I can only speak to micro aggressions I've experienced due to being female, as, being white, I don't experience racial micro aggressions and being heterosexual I don't experience micro aggressions directed at women who identify as lesbian. Micro aggressions wear you out. There are many things I don't like about getting older, but I do very much like no longer having to field the endless comments young women get on the street, largely from guys who I'm sure think they are doing nothing offensive or wrong by saying, "Hello, beautiful!" or "Smile, sweetheart!" or "Hey, Red!" but who don't understand that when you get it six or seven times every single day of your life, you get worn out. It's not complementary and it's not fun. You have to acknowledge them, you have to be nice, or they get mean REAL quick. I watched one guy trail a young woman for two blocks, nagging her to brighten up (she had smiled at his first comment, but I guess that wasn't enough). After she finally was able to (gently) get rid of him, I made a light comment to her about his persistence and she said, "Right? I mean, I already paid him." (meaning she smiled the first time he spoke to her) Her choice of words wasn't accidental. It wasn't fun for her. She had to give him something to make him take his unsolicited attention away.

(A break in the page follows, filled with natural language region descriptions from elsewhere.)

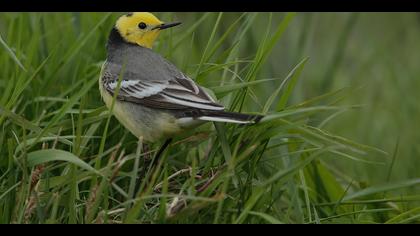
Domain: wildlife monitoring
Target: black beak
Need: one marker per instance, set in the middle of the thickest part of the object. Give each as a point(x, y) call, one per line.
point(166, 25)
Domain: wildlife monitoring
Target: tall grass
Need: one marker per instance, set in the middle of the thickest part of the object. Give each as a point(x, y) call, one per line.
point(65, 159)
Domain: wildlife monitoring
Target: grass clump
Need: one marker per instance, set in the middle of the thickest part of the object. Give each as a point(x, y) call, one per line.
point(64, 159)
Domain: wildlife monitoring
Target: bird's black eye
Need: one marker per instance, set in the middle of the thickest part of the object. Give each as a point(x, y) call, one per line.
point(142, 25)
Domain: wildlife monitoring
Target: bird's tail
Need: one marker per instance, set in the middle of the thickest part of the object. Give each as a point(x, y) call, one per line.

I'm sure every single female on this board has similar stories. Hell, I remember a old guy, when I was TWELVE, stopping my dad at the grocery store and, indicating me, saying to my dad, "Well, you're keeping her nice and thin!" Over thirty years later, I still remember it, and how weird it made me feel.

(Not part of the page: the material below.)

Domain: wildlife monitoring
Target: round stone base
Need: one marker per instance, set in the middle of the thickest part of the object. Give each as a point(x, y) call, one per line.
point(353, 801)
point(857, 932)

Now, add in going your whole life with the term "p*ssy" meaning something weak and undesirable. "Douche." "You throw like a girl." "You drive like a woman." Hell, vagina has been used as an insult on this very board by at least one of our esteemed members. Over years, over decades, it all adds up. You're a woman. You're not as good. Just because.

I can't stress enough that what's going on at the Yale campus is not about one email about Halloween costumes, and that woman's outburst was not about the conversation with the official. It's about much, much more.

The shame of it is, that a culture of patriarchy (again, being white, the only one I can speak to with any sense of it as a minority) is damaging to men, too. Short men are only perceived of as less attractive because our culture dictates men should be taller than their partners (Why? one asks. Because a taller woman implies what to us? Why does that bother us?). And fact is, the leading indicator that someone will commit a violent crime is being born male. Why? Why are boys so much more likely to grow up to be violent? (To me, it's because our culture's focus on "strong" and "stoic" means we don't teach boys how to deal with their emotions and then they grow up to hit people smaller than they are)

But it's our culture. Change is scary. How tightly we all cling to the chains that bind all of us.